Paying over $100 per hour — $1,000 or more for the day — able-bodied park visitors posing as relatives of a handicapped went straight to an auxiliary entrance reserved for those with special needs. “My daughter waited one minute to get on ‘It’s a Small World’ — the other kids had to wait 2 1/2 hours,” said one mom in a New York Post article last May. Misuse of Disney’s Guest Assistance Card [GAC] program was so widespread that the theme park operator is discontinuing it in October.
In the new system, visitors with disabilities will be given an assigned return time equal to the estimated wait, one attraction at a time. Called the Disabled Assistance System [DAS], visitors with disabilities will still get “back door” access to attractions but will lose the time advantage they had under the old system vs. actually waiting in line.Does this sound a lot like Disney’s FastPass system? It’s not.
FastPass is a virtual queuing system that allows a limited number of guests per hour to go to the front of the line on certain attractions. Disability card users get a return time based on the actual wait time for the ride.

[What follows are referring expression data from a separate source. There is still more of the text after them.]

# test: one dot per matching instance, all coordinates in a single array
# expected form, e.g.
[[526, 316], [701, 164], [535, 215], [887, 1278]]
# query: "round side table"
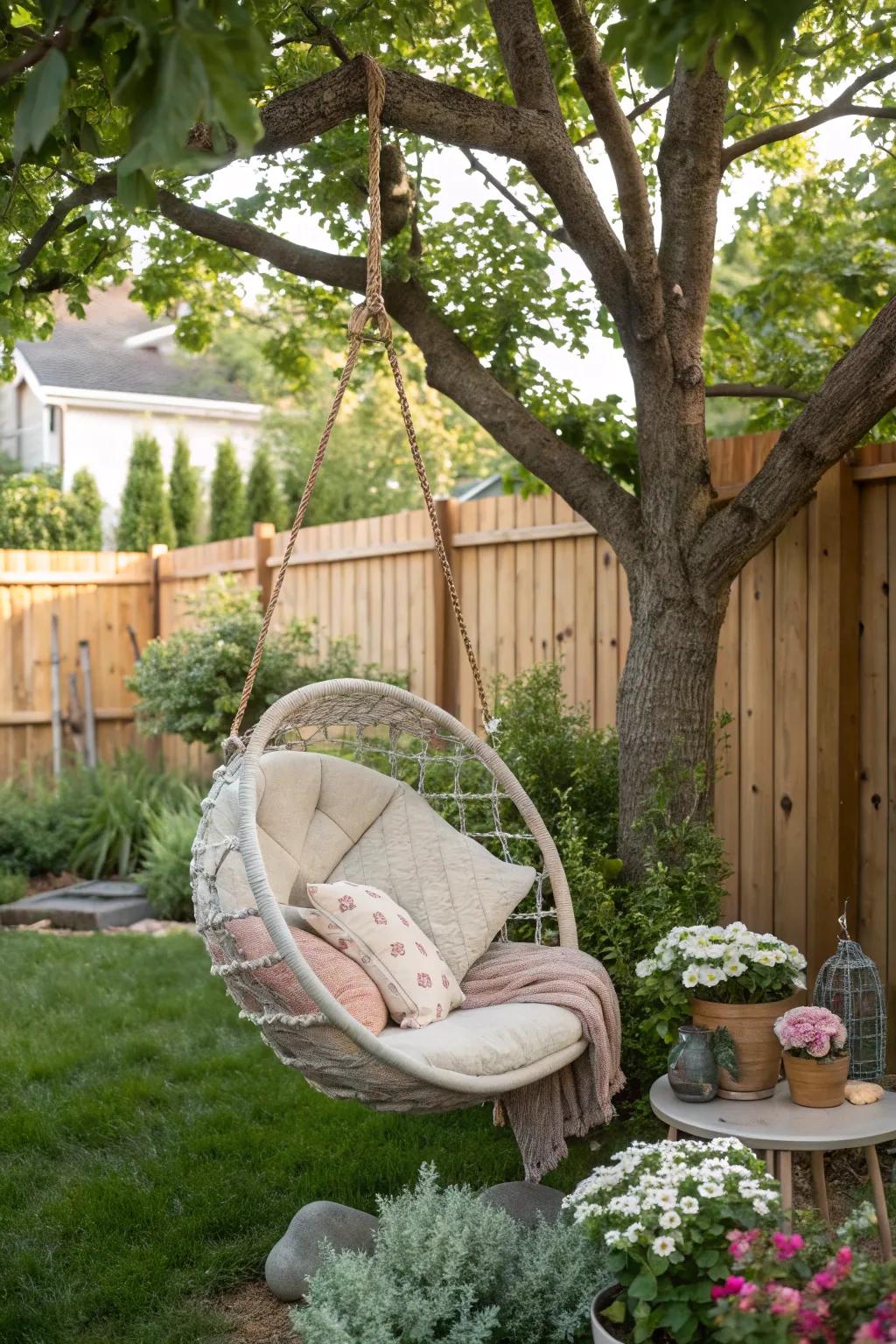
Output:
[[778, 1130]]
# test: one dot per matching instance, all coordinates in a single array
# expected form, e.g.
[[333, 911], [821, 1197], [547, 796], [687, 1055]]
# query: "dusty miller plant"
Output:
[[449, 1268]]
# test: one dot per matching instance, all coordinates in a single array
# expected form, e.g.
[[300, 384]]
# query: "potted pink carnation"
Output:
[[816, 1055]]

Venezuela’s late socialist leader Hugo Chavez set money controls a decade ago that have caused a wacky system of disparity between official and black market rates for local currency. One result has been flights out of Venezuela booked for months in advance as locals take advantage of a loophole to gain financially.
In Venezuela, the disparity between the official and black-market rates for the local bolivar currency is insane. It sells on the illegal market at about seven times the government price of 6.3 to the dollar. To compound the problem, there are strict limits on the availability of dollars at the 6.3 rate.
But a special currency provision for travelers with a valid airline ticket allows Venezuelans to exchange up to $3,000 at the government rate. The result has sold out planes flying half full, tickets bought by Venezuelans who had no intention of traveling. Others are exchanging currency, easily paying for their travel via the financial gain afforded by the special travel provision.“It is possible to travel abroad for free due to this exchange rate magic,” said local economist Angel Garcia Banchs in a Reuters report.
Better yet, those actually flying take credit cards abroad to get a cash advance, bringing back dollars to sell on the black market for about seven times the original exchange rate.